Should he have dealt with this sooner? Absolutely. But he was also a twelve-year-old trying to maneuver that awkward shift from grade school to middle school with multiple teachers and multiple homework assignments. Knowing the child that he was, she could also see a glimmer of the teen he was becoming. He was growing up so fast!
She was grateful he’d come to her with his problem, instead of hiding it. She was grateful he knew he could come to her for help. She was grateful she hadn’t taken off her shoes, because her evening now included a trip to the store—maybe two.
“Let’s see what you need,” she said, holding out her hand. Relieved, he handed her the paper and together they went over the list. “I’m sorry,” he told her in the car. “I know I should have done this sooner. I just forgot!” Susan was grateful for this teachable moment that could have turned out so differently.

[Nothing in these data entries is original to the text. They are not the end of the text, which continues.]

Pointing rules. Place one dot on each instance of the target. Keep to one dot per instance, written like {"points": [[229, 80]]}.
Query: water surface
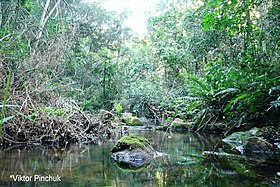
{"points": [[185, 164]]}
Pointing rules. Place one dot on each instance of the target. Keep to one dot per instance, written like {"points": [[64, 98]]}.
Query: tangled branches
{"points": [[56, 131]]}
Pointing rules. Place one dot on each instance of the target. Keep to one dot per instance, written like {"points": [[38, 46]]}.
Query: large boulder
{"points": [[133, 151], [131, 120]]}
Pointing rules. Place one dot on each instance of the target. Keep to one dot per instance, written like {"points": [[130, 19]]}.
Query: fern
{"points": [[232, 102], [276, 103], [225, 92]]}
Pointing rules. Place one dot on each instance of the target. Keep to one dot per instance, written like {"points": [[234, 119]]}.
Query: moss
{"points": [[130, 142], [131, 120]]}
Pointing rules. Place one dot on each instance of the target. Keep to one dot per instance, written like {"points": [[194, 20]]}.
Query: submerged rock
{"points": [[256, 145], [131, 120], [133, 152]]}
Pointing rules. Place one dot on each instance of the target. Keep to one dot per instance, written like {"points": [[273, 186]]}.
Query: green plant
{"points": [[3, 106], [118, 108]]}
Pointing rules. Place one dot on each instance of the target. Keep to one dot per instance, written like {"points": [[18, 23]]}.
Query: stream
{"points": [[186, 162]]}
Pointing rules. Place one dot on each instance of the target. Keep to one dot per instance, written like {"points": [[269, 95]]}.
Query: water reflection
{"points": [[184, 165]]}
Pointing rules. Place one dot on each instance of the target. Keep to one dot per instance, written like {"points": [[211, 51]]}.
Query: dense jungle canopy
{"points": [[213, 63]]}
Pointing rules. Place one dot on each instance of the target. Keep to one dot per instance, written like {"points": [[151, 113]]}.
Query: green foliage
{"points": [[118, 108], [4, 119]]}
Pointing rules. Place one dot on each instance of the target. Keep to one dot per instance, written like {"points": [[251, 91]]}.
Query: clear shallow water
{"points": [[184, 165]]}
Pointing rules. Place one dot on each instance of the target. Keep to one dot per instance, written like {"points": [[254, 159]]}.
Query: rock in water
{"points": [[256, 145], [131, 120], [133, 152]]}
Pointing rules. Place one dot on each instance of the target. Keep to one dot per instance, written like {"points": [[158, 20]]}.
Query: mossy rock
{"points": [[130, 143], [179, 124], [131, 120]]}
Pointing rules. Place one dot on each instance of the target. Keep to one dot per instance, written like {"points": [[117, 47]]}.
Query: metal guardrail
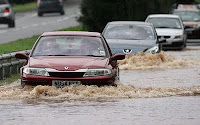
{"points": [[9, 65]]}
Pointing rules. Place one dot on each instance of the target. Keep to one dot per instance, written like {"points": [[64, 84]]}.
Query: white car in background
{"points": [[171, 28]]}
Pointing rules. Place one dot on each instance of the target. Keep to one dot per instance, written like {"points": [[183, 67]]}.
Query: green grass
{"points": [[25, 7], [27, 43], [197, 1], [9, 80]]}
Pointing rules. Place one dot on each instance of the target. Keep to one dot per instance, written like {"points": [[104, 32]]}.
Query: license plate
{"points": [[63, 83]]}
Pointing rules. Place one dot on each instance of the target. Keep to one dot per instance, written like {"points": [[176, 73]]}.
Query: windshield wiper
{"points": [[93, 55], [162, 27], [57, 55]]}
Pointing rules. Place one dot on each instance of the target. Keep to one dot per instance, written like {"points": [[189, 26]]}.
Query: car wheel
{"points": [[11, 24], [40, 14]]}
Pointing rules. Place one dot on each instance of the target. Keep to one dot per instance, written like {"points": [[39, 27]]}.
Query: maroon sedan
{"points": [[67, 58]]}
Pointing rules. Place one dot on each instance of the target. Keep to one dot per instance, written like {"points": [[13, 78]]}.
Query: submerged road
{"points": [[150, 93], [29, 24]]}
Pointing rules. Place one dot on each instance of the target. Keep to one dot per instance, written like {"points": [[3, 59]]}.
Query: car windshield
{"points": [[188, 15], [129, 32], [69, 46], [161, 22]]}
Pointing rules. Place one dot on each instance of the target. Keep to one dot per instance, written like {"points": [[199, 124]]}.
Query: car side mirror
{"points": [[162, 40], [21, 56], [118, 57]]}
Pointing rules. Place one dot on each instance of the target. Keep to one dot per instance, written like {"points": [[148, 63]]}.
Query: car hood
{"points": [[73, 63], [118, 46], [168, 32]]}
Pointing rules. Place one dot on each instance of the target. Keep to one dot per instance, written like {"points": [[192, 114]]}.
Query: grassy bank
{"points": [[25, 7], [27, 43]]}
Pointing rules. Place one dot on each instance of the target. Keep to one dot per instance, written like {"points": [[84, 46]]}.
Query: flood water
{"points": [[153, 89]]}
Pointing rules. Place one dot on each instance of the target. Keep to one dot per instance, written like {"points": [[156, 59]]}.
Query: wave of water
{"points": [[92, 92], [153, 61]]}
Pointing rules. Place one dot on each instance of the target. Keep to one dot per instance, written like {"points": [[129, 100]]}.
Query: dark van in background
{"points": [[7, 15], [50, 6]]}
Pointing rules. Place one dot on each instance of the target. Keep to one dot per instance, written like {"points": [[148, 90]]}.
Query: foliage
{"points": [[97, 13]]}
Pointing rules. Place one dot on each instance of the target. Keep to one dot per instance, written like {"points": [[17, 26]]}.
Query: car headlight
{"points": [[178, 37], [97, 72], [153, 50], [36, 71]]}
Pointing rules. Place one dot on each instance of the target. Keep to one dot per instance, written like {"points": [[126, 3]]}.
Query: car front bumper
{"points": [[43, 80]]}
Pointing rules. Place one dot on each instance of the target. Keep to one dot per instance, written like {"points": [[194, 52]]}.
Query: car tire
{"points": [[40, 14], [11, 24]]}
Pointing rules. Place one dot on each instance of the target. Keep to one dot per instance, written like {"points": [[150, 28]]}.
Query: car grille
{"points": [[67, 74], [166, 37]]}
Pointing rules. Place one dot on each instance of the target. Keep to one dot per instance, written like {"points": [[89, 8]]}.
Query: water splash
{"points": [[93, 92], [152, 61]]}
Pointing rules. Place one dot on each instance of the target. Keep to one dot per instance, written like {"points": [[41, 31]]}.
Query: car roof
{"points": [[187, 6], [163, 15], [130, 22], [72, 33], [185, 10]]}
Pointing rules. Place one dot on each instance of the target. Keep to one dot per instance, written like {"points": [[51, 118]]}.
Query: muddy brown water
{"points": [[153, 89]]}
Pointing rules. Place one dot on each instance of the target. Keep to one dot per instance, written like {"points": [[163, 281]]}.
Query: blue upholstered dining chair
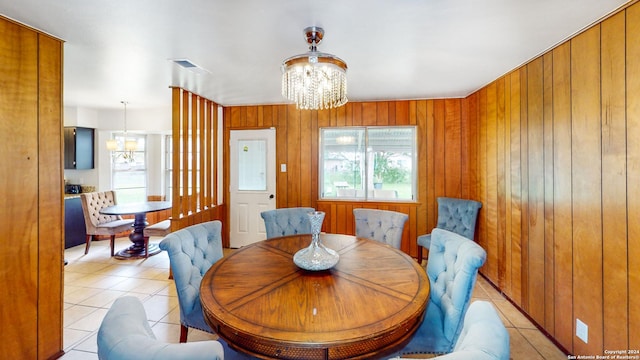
{"points": [[125, 334], [483, 336], [452, 269], [287, 221], [456, 215], [381, 225], [192, 251]]}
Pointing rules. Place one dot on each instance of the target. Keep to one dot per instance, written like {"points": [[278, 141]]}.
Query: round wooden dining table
{"points": [[139, 210], [366, 306]]}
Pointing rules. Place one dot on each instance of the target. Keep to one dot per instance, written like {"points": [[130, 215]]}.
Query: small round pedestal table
{"points": [[139, 210]]}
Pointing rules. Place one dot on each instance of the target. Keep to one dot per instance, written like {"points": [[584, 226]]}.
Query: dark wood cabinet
{"points": [[78, 148]]}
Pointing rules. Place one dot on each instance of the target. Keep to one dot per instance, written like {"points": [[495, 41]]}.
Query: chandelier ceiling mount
{"points": [[315, 80]]}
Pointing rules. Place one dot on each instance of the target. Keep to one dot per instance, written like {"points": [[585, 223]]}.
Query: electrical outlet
{"points": [[582, 331]]}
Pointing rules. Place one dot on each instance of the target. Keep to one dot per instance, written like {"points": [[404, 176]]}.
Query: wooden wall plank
{"points": [[524, 180], [633, 169], [293, 156], [307, 162], [18, 100], [508, 266], [535, 202], [516, 186], [614, 184], [586, 185], [500, 181], [562, 197], [453, 146], [549, 281], [439, 147], [490, 205], [50, 202], [431, 166], [482, 171]]}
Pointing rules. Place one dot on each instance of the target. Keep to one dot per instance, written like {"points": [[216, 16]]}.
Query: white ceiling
{"points": [[406, 49]]}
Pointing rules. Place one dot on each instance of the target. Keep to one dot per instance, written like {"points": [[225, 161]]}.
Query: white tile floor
{"points": [[95, 280]]}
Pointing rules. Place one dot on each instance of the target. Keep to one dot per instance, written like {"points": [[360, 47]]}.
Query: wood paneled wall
{"points": [[31, 215], [440, 172], [558, 170]]}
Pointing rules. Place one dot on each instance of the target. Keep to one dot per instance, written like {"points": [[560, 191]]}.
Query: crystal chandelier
{"points": [[130, 145], [314, 80]]}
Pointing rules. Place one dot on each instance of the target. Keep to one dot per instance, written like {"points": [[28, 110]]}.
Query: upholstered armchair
{"points": [[381, 225], [192, 251], [99, 224], [125, 334], [457, 215], [287, 221], [452, 269], [483, 336]]}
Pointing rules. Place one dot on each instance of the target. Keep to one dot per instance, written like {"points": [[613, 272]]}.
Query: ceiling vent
{"points": [[189, 65]]}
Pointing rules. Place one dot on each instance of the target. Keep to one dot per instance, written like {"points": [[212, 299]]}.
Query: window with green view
{"points": [[368, 163]]}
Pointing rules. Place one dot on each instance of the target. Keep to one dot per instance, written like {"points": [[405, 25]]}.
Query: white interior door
{"points": [[252, 184]]}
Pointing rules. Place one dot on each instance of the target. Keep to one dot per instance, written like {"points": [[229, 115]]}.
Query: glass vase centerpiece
{"points": [[316, 256]]}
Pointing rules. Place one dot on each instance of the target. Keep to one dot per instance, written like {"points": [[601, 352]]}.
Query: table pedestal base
{"points": [[134, 252]]}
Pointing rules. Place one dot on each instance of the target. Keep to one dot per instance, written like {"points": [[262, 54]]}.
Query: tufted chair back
{"points": [[456, 215], [192, 251], [99, 224], [287, 221], [381, 225], [125, 334], [95, 202], [452, 268]]}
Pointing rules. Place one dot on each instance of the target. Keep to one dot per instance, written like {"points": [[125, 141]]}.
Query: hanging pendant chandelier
{"points": [[315, 80], [130, 145]]}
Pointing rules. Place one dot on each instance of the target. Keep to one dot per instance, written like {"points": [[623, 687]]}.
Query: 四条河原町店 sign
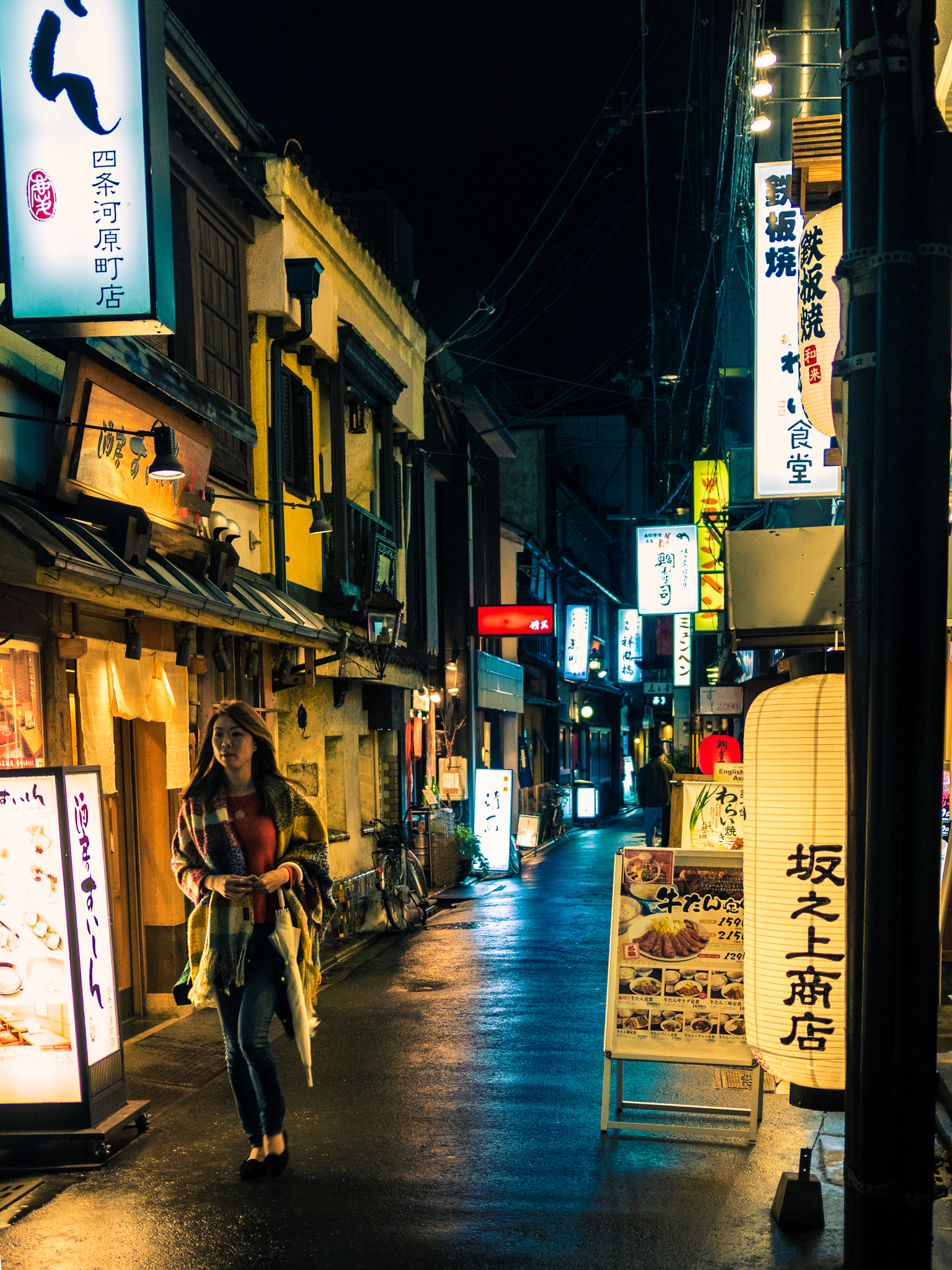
{"points": [[788, 453], [86, 168]]}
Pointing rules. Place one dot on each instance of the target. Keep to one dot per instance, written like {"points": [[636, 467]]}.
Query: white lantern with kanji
{"points": [[795, 895]]}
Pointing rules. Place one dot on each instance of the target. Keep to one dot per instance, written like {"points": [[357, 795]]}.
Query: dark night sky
{"points": [[467, 115]]}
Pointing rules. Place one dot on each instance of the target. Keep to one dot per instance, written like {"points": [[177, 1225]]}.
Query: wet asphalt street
{"points": [[454, 1122]]}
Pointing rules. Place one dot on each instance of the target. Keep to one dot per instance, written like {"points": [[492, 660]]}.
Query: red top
{"points": [[259, 841]]}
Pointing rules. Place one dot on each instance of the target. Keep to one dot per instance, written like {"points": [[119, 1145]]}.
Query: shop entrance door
{"points": [[123, 878]]}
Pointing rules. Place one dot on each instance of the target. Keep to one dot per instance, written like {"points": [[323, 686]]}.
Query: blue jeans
{"points": [[653, 821], [245, 1016]]}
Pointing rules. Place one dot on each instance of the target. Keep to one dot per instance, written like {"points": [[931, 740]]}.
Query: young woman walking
{"points": [[244, 832]]}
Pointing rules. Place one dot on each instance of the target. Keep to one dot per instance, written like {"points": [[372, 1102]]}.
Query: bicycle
{"points": [[400, 877]]}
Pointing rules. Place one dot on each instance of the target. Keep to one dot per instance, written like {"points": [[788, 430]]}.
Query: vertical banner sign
{"points": [[787, 450], [711, 498], [668, 577], [821, 251], [578, 638], [90, 895], [494, 814], [683, 630], [86, 168], [628, 646]]}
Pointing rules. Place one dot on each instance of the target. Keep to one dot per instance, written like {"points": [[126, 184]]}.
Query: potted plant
{"points": [[471, 858]]}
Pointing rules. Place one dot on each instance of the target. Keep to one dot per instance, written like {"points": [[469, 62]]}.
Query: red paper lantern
{"points": [[718, 750]]}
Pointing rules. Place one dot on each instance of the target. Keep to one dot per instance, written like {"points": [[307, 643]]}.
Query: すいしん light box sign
{"points": [[86, 168]]}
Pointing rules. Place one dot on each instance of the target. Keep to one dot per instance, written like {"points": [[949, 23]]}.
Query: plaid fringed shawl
{"points": [[219, 930]]}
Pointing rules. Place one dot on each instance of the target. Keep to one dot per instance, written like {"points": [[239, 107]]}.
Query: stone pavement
{"points": [[454, 1122]]}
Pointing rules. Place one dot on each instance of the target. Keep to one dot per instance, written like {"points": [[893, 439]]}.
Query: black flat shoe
{"points": [[273, 1166], [250, 1169]]}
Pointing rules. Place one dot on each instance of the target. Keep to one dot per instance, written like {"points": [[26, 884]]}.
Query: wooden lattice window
{"points": [[296, 435], [221, 310], [211, 324]]}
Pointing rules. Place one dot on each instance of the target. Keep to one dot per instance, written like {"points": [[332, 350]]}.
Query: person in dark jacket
{"points": [[654, 786]]}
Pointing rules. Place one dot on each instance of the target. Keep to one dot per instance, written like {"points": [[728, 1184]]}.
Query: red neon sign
{"points": [[516, 620]]}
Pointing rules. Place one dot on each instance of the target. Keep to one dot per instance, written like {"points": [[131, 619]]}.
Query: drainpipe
{"points": [[304, 278]]}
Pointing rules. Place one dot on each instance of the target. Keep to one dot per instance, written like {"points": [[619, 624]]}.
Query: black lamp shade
{"points": [[220, 657], [165, 465], [319, 518]]}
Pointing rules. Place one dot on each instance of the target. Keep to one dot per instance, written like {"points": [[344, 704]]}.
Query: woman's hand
{"points": [[271, 882], [230, 886]]}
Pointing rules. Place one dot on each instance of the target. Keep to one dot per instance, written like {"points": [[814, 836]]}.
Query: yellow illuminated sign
{"points": [[711, 498]]}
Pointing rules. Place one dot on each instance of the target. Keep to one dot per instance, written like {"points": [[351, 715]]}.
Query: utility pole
{"points": [[896, 259]]}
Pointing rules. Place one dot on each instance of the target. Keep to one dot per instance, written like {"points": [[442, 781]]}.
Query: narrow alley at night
{"points": [[477, 636], [456, 1122]]}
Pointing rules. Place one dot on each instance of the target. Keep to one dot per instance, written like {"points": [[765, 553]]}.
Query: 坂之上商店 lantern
{"points": [[795, 793]]}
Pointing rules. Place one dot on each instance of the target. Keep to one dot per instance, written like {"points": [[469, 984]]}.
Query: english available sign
{"points": [[86, 168]]}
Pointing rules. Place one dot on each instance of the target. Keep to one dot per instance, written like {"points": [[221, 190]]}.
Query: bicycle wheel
{"points": [[394, 893], [416, 883]]}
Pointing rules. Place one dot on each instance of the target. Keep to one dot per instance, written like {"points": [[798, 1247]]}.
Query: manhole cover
{"points": [[190, 1064]]}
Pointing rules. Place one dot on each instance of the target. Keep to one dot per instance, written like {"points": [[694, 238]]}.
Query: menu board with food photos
{"points": [[676, 977]]}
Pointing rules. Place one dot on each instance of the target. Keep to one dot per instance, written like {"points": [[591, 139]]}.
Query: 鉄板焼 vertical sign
{"points": [[821, 249], [86, 168], [787, 451]]}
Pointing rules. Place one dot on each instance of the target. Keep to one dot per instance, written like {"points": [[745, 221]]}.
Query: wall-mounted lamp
{"points": [[134, 637], [356, 414], [319, 518], [165, 465], [452, 678]]}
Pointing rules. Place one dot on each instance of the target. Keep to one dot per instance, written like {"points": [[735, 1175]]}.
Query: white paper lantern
{"points": [[795, 894]]}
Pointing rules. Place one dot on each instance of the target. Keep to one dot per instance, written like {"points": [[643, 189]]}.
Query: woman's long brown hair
{"points": [[208, 778]]}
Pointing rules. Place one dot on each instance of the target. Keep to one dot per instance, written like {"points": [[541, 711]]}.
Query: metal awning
{"points": [[76, 549], [159, 374]]}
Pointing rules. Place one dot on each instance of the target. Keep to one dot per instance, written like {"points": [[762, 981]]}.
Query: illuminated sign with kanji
{"points": [[821, 251], [668, 578], [578, 641], [508, 620], [86, 168], [628, 646], [787, 451]]}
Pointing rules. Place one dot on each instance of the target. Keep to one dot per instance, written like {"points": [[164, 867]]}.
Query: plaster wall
{"points": [[332, 739], [353, 286]]}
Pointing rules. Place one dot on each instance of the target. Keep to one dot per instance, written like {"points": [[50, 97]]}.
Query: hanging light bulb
{"points": [[223, 662], [252, 662]]}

Steve’s gratitude for his parents.
The phone rang and Steve glanced down to see who was calling. Though he didn’t really have the time to talk to his mother, Steve answered the call from her. The caregiver who was supposed to come and help with his father’s care had called in sick—again—so could Steve find a way to take them to the pharmacy to pick up their meds. What could he say? His parents were elderly, his father couldn’t be alone by himself, and they needed their meds. Asking his mother to let him call her back, Steve took a breath and a minute to figure out how to make this work.
He had a meeting he needed to be at by seven, so if he left work on time and traffic cooperated, he could swing by their house, which wasn’t far, and pick them both up. Then they’d head over to the pharmacy and he’d wait with his dad in the car while she went inside and picked up the meds. He could still drop them back at their house and make his meeting.
Calling her back, Steve let her know about the meeting but said he could be to the house by six fifteen. Delighted, his mother promised to have them both ready. She also said she’d make him a sandwich to eat in the car, so he wouldn’t have to wait until after the meeting for dinner. His mother was like that, always thinking ahead. Steve was grateful for the sandwich. He was grateful he lived close by, so these kinds of trips were easier. He was grateful his mother was still able to care for his father in their home. He was grateful both his parents were still alive.
As you leave behind stress and the negativity stress produces, you need to reach for positive thoughts, attitudes, and actions to fill in those empty spaces. If you don’t, stress and negativity may come roaring back. As you fill yourself up with positive things, stress will have a harder time reestablishing a hold in your life.